Depressão no contexto ocupacional

Quando tudo vai mal em sua vida profissional, como evitar a desesperança e conseguir lidar com depressão?


Em tempos de crise, uma das principais preocupações das pessoas é com o desemprego. Já em situação de normalidade, a competitividade se torna fator de motivação, no sentido de colocar o sujeito à procura de aperfeiçoamento e superação. Entretanto, essa busca também traz angústias, pois implica sempre o olhar do outro, que é, ao mesmo tempo, ponto de referência e ponto opaco, enigmático, desse movimento rumo ao desconhecido.

Nunca se sabe exatamente o que o outro espera de nós. É por isso que nos angustiamos. A interpretação que fazemos do suposto desejo do outro (ponto de referência) é o que nos coloca em marcha na tentativa de satisfazê-lo. Sempre! Fazer um bom uso da angústia pode levar à produtividade e despertar sentimentos de realização, bem-estar, prazer e satisfação.

Mas nesse processo de troca com o outro, também ocorrem momentos de tristeza, o que é normal frente à incerteza e à falta de segurança. No entanto, quando impera a desesperança – como ocorre em tempos difíceis –, a angústia pode ser paralisante e instaurar um sofrimento psíquico patológico.

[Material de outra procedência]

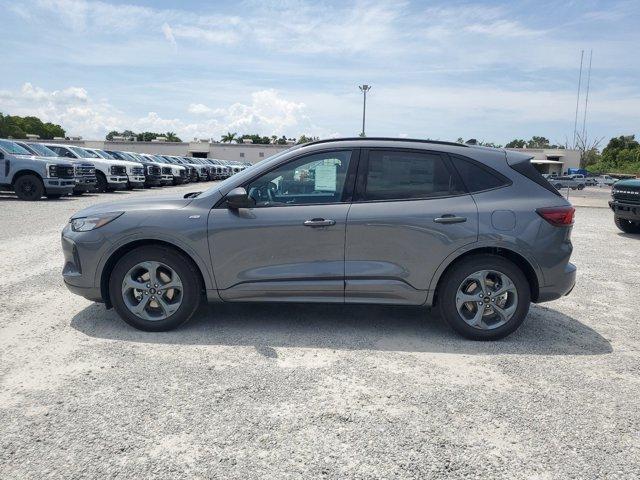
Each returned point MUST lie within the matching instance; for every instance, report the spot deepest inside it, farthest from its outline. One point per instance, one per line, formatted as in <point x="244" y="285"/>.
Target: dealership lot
<point x="315" y="390"/>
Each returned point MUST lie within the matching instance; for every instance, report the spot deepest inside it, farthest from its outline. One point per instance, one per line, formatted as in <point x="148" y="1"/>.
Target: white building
<point x="552" y="160"/>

Nesse caso, estaremos diante de um quadro de depressão. O sujeito perde a motivação, o prazer e a alegria de realizar suas atividades do dia-a-dia. Suas funções cognitivas, como raciocínio e memória, ficam prejudicadas, e o desejo de viver fica em suspenso. Nos casos mais graves, as pessoas não conseguem nem mesmo identificar os próprios desejos que dão sentido à sua existência. E como consequência, temos o apagamento do prazer e o comprometimento do fluir da vida.

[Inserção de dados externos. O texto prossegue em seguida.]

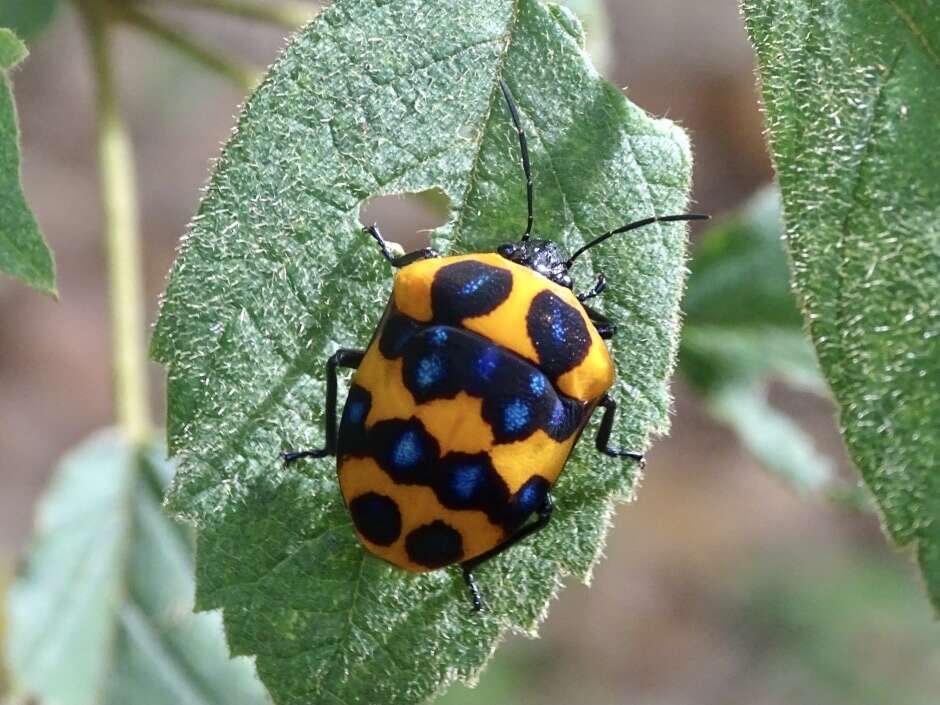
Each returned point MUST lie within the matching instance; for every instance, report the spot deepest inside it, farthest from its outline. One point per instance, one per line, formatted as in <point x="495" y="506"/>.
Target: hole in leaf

Como enfrentar a depressão?

Não há uma receita padrão que funcione para todos. Cada caso é um caso, mas é certo que uma pessoa com depressão precisa buscar ajuda profissional. Mesmo assim, o processo de melhora pode ser lento.

Fazer uma introspecção sobre como está sua vida, avaliando o que poderia lhe dar prazer e os seus desejos mais simples e realizáveis, pode ser um bom começo. A depressão é uma covardia moral diante da realidade. Em algum momento o sujeito deprimido começou a se anular e não se deu conta de estar cunhando, lentamente, sua morte subjetiva. Dessa forma, tornou-se apagado para a vida e não consegue mais desejar e ter prazer.

A boa notícia é que é possível sair dessa. O tratamento psicológico, aliado a mudanças de hábitos – como a prática de atividades físicas e de lazer –, é o ponto de partida mais acertado para sair da depressão e retomar o fluxo da vida. Porque a vida é bela, desde que percebida e vivida intensamente. Sempre há uma saída! É preciso encontrá-la na singularidade de cada um.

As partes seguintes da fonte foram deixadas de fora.